そのためチームは、異例のプレゼンによってスチュワードを説得。決勝出走の許可を取り付けると、年間3基までペナルティなしに使用可能なPU補助コンポーネント(PU-ANC)の2基目を投入し、ストロールは最後尾22番グリッドからスタートした。

ストロールのレースは、ポジション争いとは切り離された形で進んだ。4回ものピットストップを行いながら断続的に周回を重ね、最終的にトップから15周遅れでチェッカーを受けた。

だが、レースウィナーが走破した周回数の90%未満だったため、公式記録上は完走扱いとならず「未分類」として記録された。リタイヤではないが、順位もつかないという特殊な扱いだ。なおチームメイトのフェルナンド・アロンソは途中でリタイヤした。

この日の走行内容についてストロールは「とにかく周回を重ねてピットに戻った。その後は、今週末に抱えていた幾つかの問題を解決するために、いろいろなことを試した」と説明し、「少なくともコースに出て周回を重ねることはできた」と付け加えた。
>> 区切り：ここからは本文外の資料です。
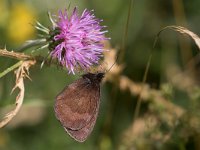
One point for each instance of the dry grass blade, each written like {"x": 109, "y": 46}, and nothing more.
{"x": 21, "y": 73}
{"x": 183, "y": 30}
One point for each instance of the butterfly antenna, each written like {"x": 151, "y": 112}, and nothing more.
{"x": 113, "y": 64}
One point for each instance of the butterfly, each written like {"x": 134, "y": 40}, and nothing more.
{"x": 77, "y": 106}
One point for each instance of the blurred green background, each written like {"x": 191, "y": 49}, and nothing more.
{"x": 174, "y": 73}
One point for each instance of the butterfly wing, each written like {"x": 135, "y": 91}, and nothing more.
{"x": 76, "y": 105}
{"x": 82, "y": 134}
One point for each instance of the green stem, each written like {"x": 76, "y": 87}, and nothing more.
{"x": 10, "y": 69}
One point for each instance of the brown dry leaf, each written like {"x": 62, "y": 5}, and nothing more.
{"x": 21, "y": 73}
{"x": 183, "y": 30}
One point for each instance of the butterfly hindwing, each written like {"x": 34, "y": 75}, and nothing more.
{"x": 77, "y": 106}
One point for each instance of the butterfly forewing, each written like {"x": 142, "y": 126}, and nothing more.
{"x": 74, "y": 105}
{"x": 82, "y": 134}
{"x": 77, "y": 106}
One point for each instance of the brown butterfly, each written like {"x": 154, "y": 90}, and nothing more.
{"x": 77, "y": 106}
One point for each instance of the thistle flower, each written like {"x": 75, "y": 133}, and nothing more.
{"x": 77, "y": 40}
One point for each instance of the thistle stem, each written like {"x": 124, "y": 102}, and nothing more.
{"x": 14, "y": 55}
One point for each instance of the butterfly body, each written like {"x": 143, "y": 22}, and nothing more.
{"x": 77, "y": 106}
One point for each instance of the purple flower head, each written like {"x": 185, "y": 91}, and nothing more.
{"x": 78, "y": 40}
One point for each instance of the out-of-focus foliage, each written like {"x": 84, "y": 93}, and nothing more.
{"x": 169, "y": 117}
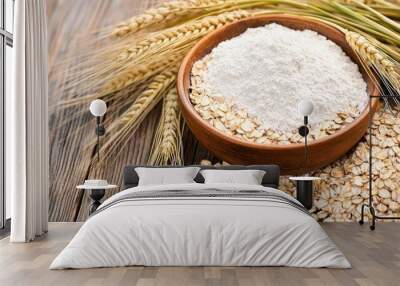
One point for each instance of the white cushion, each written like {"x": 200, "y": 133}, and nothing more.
{"x": 166, "y": 176}
{"x": 248, "y": 177}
さらに、チームとしてマシン面でアストンマーティンは前進できているのかと問われると、ストロールは意味深な笑みを浮かべながらこう答えた。

「それは中国で、より分かると思う」

不本意な結果だったのは確かだろう。だが、それでもストロールにとっては、断続的とはいえ43周の周回を重ねられたことは、少なからず励みになったはずだ。

何しろこれは、2回目のバーレーンテストや、オーストラリアGP決勝までに行われた今週末すべてのセッションの合計を上回る走行距離だったのだから。